Janus expects a special format for its dictionary. Fortunately this format does not differ much from what the usually available dictionaries look like. Usually a dictionary looks like:

ABLE EY B AX L 
ABOUT AX B AW TD 
ACCEPTANCE AE K S EH PD T AX N S 
ACCEPT AE K S EH PD TD 
ACTION AE K SH AX N 
... 

Where Janus wants:

{ABLE} {EY B AX L} 
{ABOUT} {AX B AW TD} 
{ACCEPTANCE} {AE K S EH PD T AX N S} 
{ACCEPT} {AE K S EH PD TD}
{ACTION} {AE K SH AX N} 
... 

The curly braces are used by Tcl, because the dictionary will be interpreted by Tcl when reading. Obviously you wouldn't need the braces around the words in the above example, but you could imagine to have words that include special characters, that should be packed in braces. However, you are strongly discouraged to use special characters in names of words or phonemes, they are going to cause you trouble pretty sure.

The follwing one-liner does the conversion of the dictionary for our example:

cat mappedDict | sed 's/ \$//g' | perl -pe 's/([^ ]*) ([^ \\n]*)(.*)/{\$1} {{\$2 WB} \$3}/g' \
| perl -pe 's/ ([^ }]+)}\\n/ {\$1 WB}}\\n/g' | tr -s ' ' | sed s/GARBAGE/+/g > convertedDict 

Remember, it's a one-line-command.
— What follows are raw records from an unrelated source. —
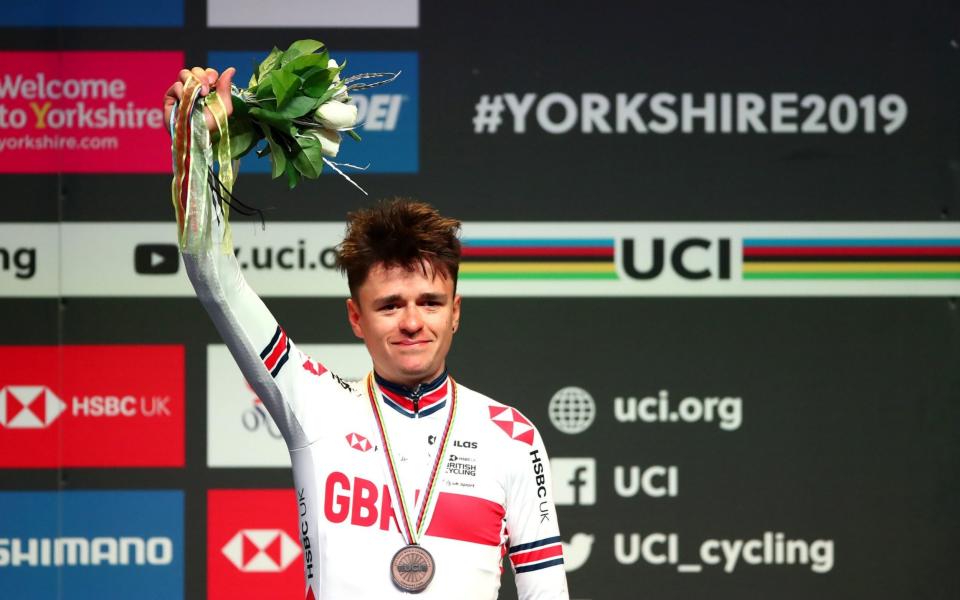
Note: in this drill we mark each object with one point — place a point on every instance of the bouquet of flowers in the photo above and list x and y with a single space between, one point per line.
297 100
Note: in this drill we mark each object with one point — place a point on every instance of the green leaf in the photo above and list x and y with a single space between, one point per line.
278 157
273 119
329 94
243 136
240 108
271 62
309 160
299 48
285 85
307 62
265 87
298 107
317 83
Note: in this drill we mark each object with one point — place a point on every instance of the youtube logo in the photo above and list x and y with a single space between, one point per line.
156 259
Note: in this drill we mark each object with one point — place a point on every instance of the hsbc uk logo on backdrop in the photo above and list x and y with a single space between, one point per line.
261 550
92 406
388 116
103 544
254 546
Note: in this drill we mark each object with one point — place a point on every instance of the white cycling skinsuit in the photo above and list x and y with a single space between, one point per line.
493 493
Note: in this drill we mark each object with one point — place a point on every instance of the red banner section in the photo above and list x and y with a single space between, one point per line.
253 545
85 112
92 406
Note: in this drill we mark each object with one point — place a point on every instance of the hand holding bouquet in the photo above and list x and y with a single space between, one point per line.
296 100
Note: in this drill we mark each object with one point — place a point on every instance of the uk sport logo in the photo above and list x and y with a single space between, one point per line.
261 550
512 423
91 406
358 442
29 407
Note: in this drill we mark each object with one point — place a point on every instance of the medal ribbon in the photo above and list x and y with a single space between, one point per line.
413 533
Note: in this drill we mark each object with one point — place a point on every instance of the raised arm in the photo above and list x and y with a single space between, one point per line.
267 358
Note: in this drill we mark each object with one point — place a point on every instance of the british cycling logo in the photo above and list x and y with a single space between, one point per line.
261 550
29 406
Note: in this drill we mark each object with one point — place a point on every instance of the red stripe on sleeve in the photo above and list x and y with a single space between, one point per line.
483 526
271 361
539 554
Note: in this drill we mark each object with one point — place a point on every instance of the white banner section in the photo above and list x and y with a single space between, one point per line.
240 433
313 13
526 259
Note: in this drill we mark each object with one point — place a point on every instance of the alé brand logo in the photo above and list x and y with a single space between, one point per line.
92 406
84 112
92 13
253 545
110 544
388 115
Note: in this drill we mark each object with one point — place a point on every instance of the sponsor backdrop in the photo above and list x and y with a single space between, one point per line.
712 252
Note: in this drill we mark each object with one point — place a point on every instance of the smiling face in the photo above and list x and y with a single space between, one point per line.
407 319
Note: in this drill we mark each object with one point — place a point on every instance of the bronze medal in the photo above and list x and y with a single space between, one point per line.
412 568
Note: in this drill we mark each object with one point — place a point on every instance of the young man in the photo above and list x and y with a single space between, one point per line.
406 481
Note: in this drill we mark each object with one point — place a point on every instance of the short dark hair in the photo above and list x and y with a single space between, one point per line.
399 233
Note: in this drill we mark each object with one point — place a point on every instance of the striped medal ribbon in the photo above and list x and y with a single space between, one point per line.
412 567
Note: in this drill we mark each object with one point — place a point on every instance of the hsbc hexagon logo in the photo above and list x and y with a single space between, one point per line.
358 442
512 423
29 406
261 550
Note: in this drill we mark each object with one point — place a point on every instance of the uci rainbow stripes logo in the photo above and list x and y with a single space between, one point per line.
851 258
538 258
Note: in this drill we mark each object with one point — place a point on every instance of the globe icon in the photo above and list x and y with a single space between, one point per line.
572 410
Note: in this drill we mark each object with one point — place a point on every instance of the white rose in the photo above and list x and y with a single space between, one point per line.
342 92
329 141
336 115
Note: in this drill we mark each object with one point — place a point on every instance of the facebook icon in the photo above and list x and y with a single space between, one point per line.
574 481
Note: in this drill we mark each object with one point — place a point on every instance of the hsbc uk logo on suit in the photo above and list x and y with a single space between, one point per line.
88 406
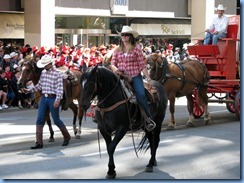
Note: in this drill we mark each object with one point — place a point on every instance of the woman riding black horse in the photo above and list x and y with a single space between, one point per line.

We've only split it into four lines for your reading convenience.

This way, we can easily create our Janus-readable dictionary. It's now called "convertedDict" and will be used from now on without further modifications.

Creating a Janus Vocabulary File

In addition to the dictionary Janus requires a vocabulary file that defines the search space of words that hypotheses can consist of. The first entry in every line is a search vocabulary word. Optionally, separated by white space, the second entry is the so called filler tag, which we will explain later when introducing the decoder:

cut -f1 -d" " convertedDict | tr -d "{" | tr -d "}" | grep -v "(" | grep -v ")" > vocab 

'(' and ')' denote the begin and end of a hypothesis and do not need to be in the vocabulary.

 

Creating a Task Database

Databases are standard objects in Janus. They can be used for anything, but one of the most common usages is a task-database, describing the recordings of the task, giving all the needed information about every utterance. In our example, we have a file ../data/transcripts which contains the most essential information about the task's utterances, namely an utterance ID and a transcription.
Other tasks can be organized in a different way. So you'll have to figure out yourself what is the best way to structure your data into a Janus database. In our example the follwing script can be run in Janus an will create a Janus-style database:

[DBase db] open db.dat db.idx -mode rwc 
set fp [open ../IslData/transcripts r] 
while { [gets \$fp line] != -1 } { 
   set utt [lindex \$line 0] 
   set spk [lindex \$line 1] 
   set sex [lindex \$line 2] 
   set adc [lindex \$line 3] 
   set text [lrange \$line 4 end] 
   db add \$utt [list [list UTT \$utt] [list SPK \$spk] [list SEX \$sex] [list ADC \$adc] \ 
   [concat TEXT \$text]] 
} 
db close 
exit

Defining a Training Set and a Test Set

You know that you should use a cross-validation set for developing a recognizer and report the results on a test set that has never been seen before. Therefore we have to split up the database. So we just take the first 8000 sentences as training set and the last 881 sentences as test se.t

cut -d ' ' -f1 ../IslData/transcripts > uttIDs head -n 8000 uttIDs > trainIDs tail -n 881 uttIDs > testIDs 
to create two files, one that contains the utterance IDs of the training set one that contains the utterance IDs of the test set.